这次远游,沿途得浏览各地风光。除那些设备简陋的港口外,较大的城市如孟买、赛德港、那不勒斯,你都上岸去观光,其中意大利给你的印象特别深刻。你既凭吊古代名城庞贝的废墟,你又欣赏意大利艺术的气氛。你说,上船献技的意大利音乐家,不知道是属于第八流还是第九流;可是他们所唱的歌剧,抑扬顿挫,高低疾徐,有板有眼,合节合拍,煞是难得。你准备将来学业告一做段落后,须到意大利去深造,这意见我完全赞成。

你知道,任何事业的成功,离不开环境或机会,而环境或机会不外天时、地利、人和的适当的配合。个人的努力,刚好和环境或机会相适应,这无异明媚鲜妍的牡丹,得到绿叶的扶持后,更显出它的美丽。同样的,超尘绝俗的隐士,得到名山古刹,白云孤树的烘托后,更显出他的飘飘欲仙的气象。

的确,万物各有托。顺利的环境或机会,不知道给一个人节省了多少时间和精力。相反的,横逆的环境或机会,不知道给一个人增加了多少麻烦和困扰。蓬生麻中,不扶自直;白沙在泥,与之皆黑。这虽然是极肤浅的理论,但它的意味的深长,却非普通人所能想象。

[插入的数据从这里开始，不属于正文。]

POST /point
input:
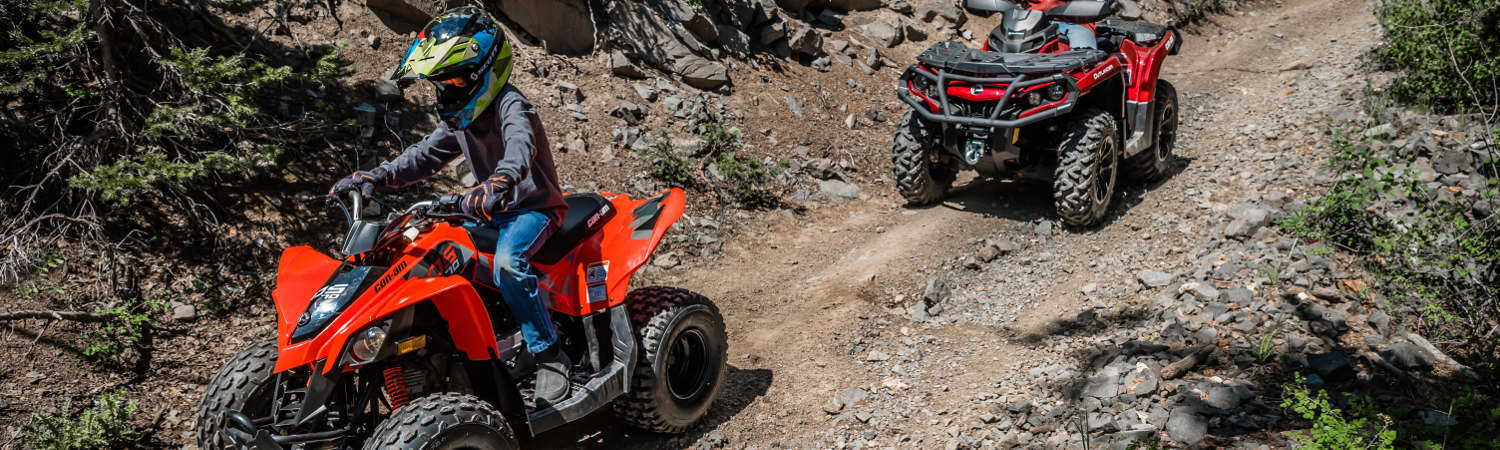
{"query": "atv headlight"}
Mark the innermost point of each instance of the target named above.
(368, 342)
(1034, 98)
(1055, 92)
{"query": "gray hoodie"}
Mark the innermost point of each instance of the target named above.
(509, 141)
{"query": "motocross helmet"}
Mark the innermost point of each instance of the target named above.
(467, 57)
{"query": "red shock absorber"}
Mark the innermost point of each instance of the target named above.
(396, 387)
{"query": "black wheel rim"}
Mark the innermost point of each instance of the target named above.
(1167, 135)
(687, 365)
(1104, 171)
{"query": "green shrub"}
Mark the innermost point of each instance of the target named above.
(129, 327)
(105, 425)
(1331, 429)
(716, 165)
(1427, 249)
(1448, 51)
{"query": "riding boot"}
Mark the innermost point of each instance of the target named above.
(552, 375)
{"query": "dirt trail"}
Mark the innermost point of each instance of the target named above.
(795, 323)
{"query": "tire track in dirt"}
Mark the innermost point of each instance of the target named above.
(797, 291)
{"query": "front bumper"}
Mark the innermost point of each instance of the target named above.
(999, 116)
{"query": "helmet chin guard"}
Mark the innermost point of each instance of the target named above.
(467, 57)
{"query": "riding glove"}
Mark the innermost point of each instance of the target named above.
(488, 197)
(362, 180)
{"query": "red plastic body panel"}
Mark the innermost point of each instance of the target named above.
(300, 273)
(453, 297)
(615, 252)
(618, 249)
(1145, 65)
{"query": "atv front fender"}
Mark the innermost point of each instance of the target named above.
(452, 296)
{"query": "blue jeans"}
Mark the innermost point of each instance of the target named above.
(521, 234)
(1079, 36)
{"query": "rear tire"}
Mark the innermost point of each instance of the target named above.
(243, 384)
(444, 420)
(683, 359)
(1088, 161)
(1151, 165)
(918, 177)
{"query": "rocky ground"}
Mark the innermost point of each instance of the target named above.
(975, 323)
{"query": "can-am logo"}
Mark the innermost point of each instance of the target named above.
(1097, 75)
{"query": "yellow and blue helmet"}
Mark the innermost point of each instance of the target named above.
(467, 57)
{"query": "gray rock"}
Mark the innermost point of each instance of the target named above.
(1043, 228)
(645, 92)
(1223, 398)
(839, 189)
(882, 32)
(936, 290)
(387, 90)
(1187, 426)
(854, 5)
(1154, 279)
(806, 41)
(570, 93)
(734, 41)
(1380, 321)
(851, 396)
(411, 11)
(701, 72)
(822, 63)
(621, 65)
(1202, 290)
(914, 30)
(183, 312)
(1239, 296)
(1332, 366)
(629, 111)
(945, 11)
(564, 26)
(1409, 356)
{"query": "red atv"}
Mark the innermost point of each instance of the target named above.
(405, 342)
(1031, 107)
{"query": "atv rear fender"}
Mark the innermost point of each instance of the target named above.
(1145, 66)
(596, 275)
(305, 270)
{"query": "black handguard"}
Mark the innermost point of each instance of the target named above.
(447, 203)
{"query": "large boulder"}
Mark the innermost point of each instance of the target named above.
(648, 30)
(855, 5)
(564, 26)
(411, 11)
(806, 39)
(882, 33)
(702, 72)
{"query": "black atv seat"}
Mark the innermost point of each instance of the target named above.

孟子自幼秉承母训,迁居三次,为的是要选择优美的环境和机会。因此,他长大成人后,念念不忘环境和机会的重要。他说:

“有楚人于此,欲其子之齐语也,则使齐人传诸,使楚人传诸?”曰:“使齐人传之。”曰:“一齐人传之,众楚人咻之,虽日挞而求其齐也,不可得矣。引而置之庄岳之间数年,虽日挞而求其楚,亦不可得矣。”

上述这个例子,用来说明任何语言的学习,固然十分恰当;用来证明任何部门的学术或艺术的研究,也是相当适合。

你瞧,马来亚的华校学生,除极少数的例外,读了十一二年英文,到了高中毕业后,连普通的会话也应付不来。这原因很简单,他们没有学习英文的环境和机会。上课的时候,先生教的是英文,解释却用中文。到了下课后,非万不得已不敢开口说一句。久而久之,谁也没有养成说英文的习惯。到了需要应用英文的场合,便当堂缴械。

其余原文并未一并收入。